The existence of such a deal would make sense of the remarkable immunity of NP cabinet ministers. Some have put that down to a miraculously thorough process of document-shredding — but this ignores the personal witness testimony that could have been obtained for many acts of inhumanity ranging from torture to forced removals. Even the pursuit of security policemen was curiously partial: many operatives who carried out torture, savage beatings and dirty tricks have never even been named, let alone prosecuted. A deal would also account for the way in which the TRC pursued P.W. Botha. Few doubt that he was directly responsible for innumerable state crimes and atrocities carried out between 1978 and 1989, but the TRC showed singularly little interest in pinning any of this on him. Instead it almost implored him just to come along and say he was sorry, hug Archbishop Tutu and be done with it. If such a deal exists, Botha doubtless knows all about it. It looks as if he decided to call the TRC’s bluff by refusing to bend the knee.

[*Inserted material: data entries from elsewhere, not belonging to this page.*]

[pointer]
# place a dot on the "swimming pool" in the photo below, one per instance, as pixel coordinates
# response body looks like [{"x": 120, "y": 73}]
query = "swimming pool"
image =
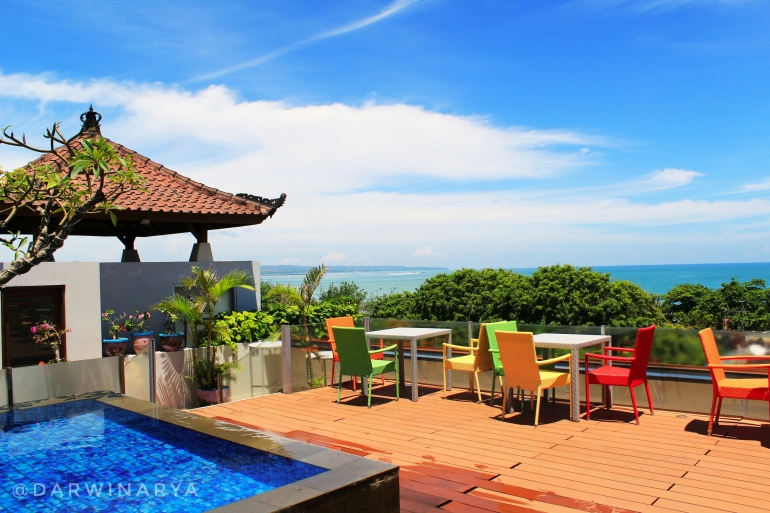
[{"x": 90, "y": 455}]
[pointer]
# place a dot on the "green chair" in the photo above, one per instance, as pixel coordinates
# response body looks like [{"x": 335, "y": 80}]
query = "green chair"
[
  {"x": 356, "y": 358},
  {"x": 492, "y": 329}
]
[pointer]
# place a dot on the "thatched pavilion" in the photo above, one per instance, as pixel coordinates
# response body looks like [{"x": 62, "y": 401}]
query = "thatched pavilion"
[{"x": 172, "y": 204}]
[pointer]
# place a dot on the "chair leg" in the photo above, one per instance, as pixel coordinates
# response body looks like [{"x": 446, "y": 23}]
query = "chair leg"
[
  {"x": 588, "y": 399},
  {"x": 719, "y": 410},
  {"x": 492, "y": 394},
  {"x": 505, "y": 402},
  {"x": 711, "y": 416},
  {"x": 633, "y": 401},
  {"x": 369, "y": 402},
  {"x": 649, "y": 397}
]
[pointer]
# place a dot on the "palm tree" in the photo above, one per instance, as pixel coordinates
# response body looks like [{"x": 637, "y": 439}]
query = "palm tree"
[{"x": 198, "y": 309}]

But any such deal must have a cut-off point and those outside the magic circle stand to become the scapegoats. Hence, the present denouement. General van der Merwe either felt solidarity with the policemen who carried out the Cosatu and Khotso House bombings and wished to protect them — or feared they would point the finger at him. So he confessed and sought amnesty — pointing the finger in turn at his political superior, Vlok. This forced Vlok to seek amnesty, confess and point the finger at P.W. Botha.

General Coetzee, too, presumably belongs within the magic circle that is not to be pursued too vigorously for their crimes since he can implicate everyone right up to the former state president. This leaves Williamson, de Kock et al set up to carry the can for everything. Not unnaturally they are reluctant to do so when they can see their superiors getting clean away.

On the ANC side the situation is much easier. The 37 ANC leaders so mysteriously given collective amnesty have never yet come forward to explain what they needed amnesty for - and the chances of their ever doing so seem to recede all the time. Not even lower level MK operatives have been held responsible for any of their atrocities (the ANC still officially regards Robert McBride’s bombing of Magoo’s bar as an act of heroism), so there is no pressure to point a finger at anyone higher up.

Clearly, another part of the deal was to declare crimes committed beyond South Africa’s borders off-limits for TRC investigation. This has let off both the senior ANC military accused of torture and murder in the guerrilla camps in Angola, and the government top brass who carried out cross-border raids and waged a vicious war in Namibia. The TRC has steered well clear of all this explosive material (though it happily ignored the cross-border boundaries when it wanted to investigate the death of the Mozambican president, Samora Machel, the Helderberg plane crash over the Indian Ocean). But the grisly details of what happened in Joe Modise’s Quatro or Magnus Malan’s Namibia, and who exactly was responsible for what, will never be revealed.